What was initially a pretty thick southern accent toned down a few notches while I studied Communications for my undergraduate degree. Four years in Scotland toned it down even more, as I began to recognize that I wanted to speak in such a way that people might spend less time thinking about how I’d said something and more time thinking about what I’d said. Being married to a South African certainly changed my attempts at ‘Briticizing’ my American English into some kind of South African-British-American-hybrid speak.

And now, back here, six months on, I am not sure I know what normal speech is for me — it often depends on who I’m talking to. I listen to locals repeat things I say because they are different — and I feel awkward. But as an old friend with a very southern drawl said goodbye and left the treadmill beside mine at the gym this morning, I heard the thickest, southernest tawk to yew late-ur come out of my mouth. I stared at my reflection in the video screen for a moment with a furrowed brow, thinking, what was that?

For six years, I found my identity overseas in being a student, a wife, a mother, a church planter, and perhaps more than anything else, in being a foreigner. And whenever I came home, my identity felt wrapped up in the fact that I was living overseas — I wasn’t ‘a local’ anymore. But now, enjoying the grace to say things differently and do things differently feels like it’s no longer a part of my life, and I regret it. I’m from here, I should know what to do… right?

Last week I went to a ladies’ luncheon at my Mom’s church and sat uncomfortably in my seat for those two hours — perhaps out of a couple hundred women there, I was the only one (besides the team with aprons serving the meal) who was wearing jeans. I almost felt like I could actually feel people feeling sorry for me as I walked up — Shame, she didn’t know she should’ve worn a skirt or a dress to this.

I no longer have my foreign identity to blame when I make a mistake — and I feel kind of naked without it.

As I’ve processed this change — and even a little bit grieved the loss of that identity these last six months, I’ve been reminded that my identity has to be found in Christ. Everything else is secondary to who I am because of who He is. As Paul put it in his letter to the Colossians:

If then, you were raised with Christ, seek those things which are above, where Christ is, sitting at the right hand of God. Set your mind on things above, not on things on the earth. For you died, and your life is hidden with Christ in God. {Col. 3:1-3}

The truth is, every earthly identity I ever cart around this earth — being a runner or a mother or a swimmer or a crafter or a baker, even a writer or an ethicist — will no longer matter in heaven. We will all be worshipers of God — His beloved children — when we get there.

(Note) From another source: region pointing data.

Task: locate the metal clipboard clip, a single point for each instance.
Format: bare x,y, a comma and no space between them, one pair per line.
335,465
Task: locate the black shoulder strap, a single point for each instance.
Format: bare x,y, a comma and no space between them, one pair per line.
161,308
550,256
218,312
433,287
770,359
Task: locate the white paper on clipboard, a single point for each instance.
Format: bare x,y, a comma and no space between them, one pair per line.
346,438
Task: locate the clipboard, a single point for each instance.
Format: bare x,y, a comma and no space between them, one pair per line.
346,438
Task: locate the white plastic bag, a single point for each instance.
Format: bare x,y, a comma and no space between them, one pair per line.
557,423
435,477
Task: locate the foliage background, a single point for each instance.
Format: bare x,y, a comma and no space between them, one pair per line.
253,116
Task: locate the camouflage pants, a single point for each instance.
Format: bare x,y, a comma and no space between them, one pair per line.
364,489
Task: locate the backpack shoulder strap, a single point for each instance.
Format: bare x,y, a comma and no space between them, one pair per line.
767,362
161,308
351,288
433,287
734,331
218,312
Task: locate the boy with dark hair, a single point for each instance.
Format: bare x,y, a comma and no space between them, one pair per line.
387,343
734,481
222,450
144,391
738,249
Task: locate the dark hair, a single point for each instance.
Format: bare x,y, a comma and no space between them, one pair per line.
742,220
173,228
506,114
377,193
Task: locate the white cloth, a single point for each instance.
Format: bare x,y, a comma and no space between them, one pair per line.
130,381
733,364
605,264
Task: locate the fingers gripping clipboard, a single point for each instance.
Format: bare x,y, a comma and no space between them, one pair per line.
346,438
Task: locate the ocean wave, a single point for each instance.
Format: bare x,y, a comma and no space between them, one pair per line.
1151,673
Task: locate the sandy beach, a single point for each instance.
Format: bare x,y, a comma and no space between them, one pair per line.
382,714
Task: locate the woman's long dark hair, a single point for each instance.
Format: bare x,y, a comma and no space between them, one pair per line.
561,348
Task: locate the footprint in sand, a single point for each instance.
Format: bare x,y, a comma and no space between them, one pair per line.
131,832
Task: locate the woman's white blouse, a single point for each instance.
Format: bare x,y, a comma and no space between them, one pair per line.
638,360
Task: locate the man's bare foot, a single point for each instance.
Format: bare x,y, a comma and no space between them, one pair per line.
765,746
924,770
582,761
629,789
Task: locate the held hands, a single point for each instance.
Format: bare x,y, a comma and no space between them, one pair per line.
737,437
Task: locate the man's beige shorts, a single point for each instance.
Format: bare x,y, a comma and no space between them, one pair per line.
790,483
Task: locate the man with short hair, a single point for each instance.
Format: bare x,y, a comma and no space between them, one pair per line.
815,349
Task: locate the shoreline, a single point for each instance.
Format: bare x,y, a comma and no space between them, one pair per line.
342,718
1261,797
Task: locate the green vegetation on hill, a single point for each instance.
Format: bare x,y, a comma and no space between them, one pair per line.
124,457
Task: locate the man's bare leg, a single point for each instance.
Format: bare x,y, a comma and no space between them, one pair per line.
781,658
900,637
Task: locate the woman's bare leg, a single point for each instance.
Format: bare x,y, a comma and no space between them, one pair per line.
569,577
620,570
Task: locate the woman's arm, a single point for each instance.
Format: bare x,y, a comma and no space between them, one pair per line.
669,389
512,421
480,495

I consistently sense myself internally resisting re-assimilation. For all its beauty, my culture — and every other culture — does not lend itself to fully living out the Gospel. Jesus was so incredibly counter-cultural. And His followers — selling their possessions and giving to their brothers as they had need — they were counter-cultural, too. Our culture might try to label that way of living Communist — but what if there are aspects of it we should be living out as the body of Christ — regardless of what our culture says?

How should we handle the foreigners and immigrants among us based on a Biblical worldview?

What about the poor, or people with disabilities?

The challenge, I find, is to continue to look for my life in Christ, so that His example — and not my culture (or ‘the norm’ in my current locale) is what tells me how to live out the Gospel.

Have you ever experienced the need to reject some aspect of your culture in order to embrace the Gospel?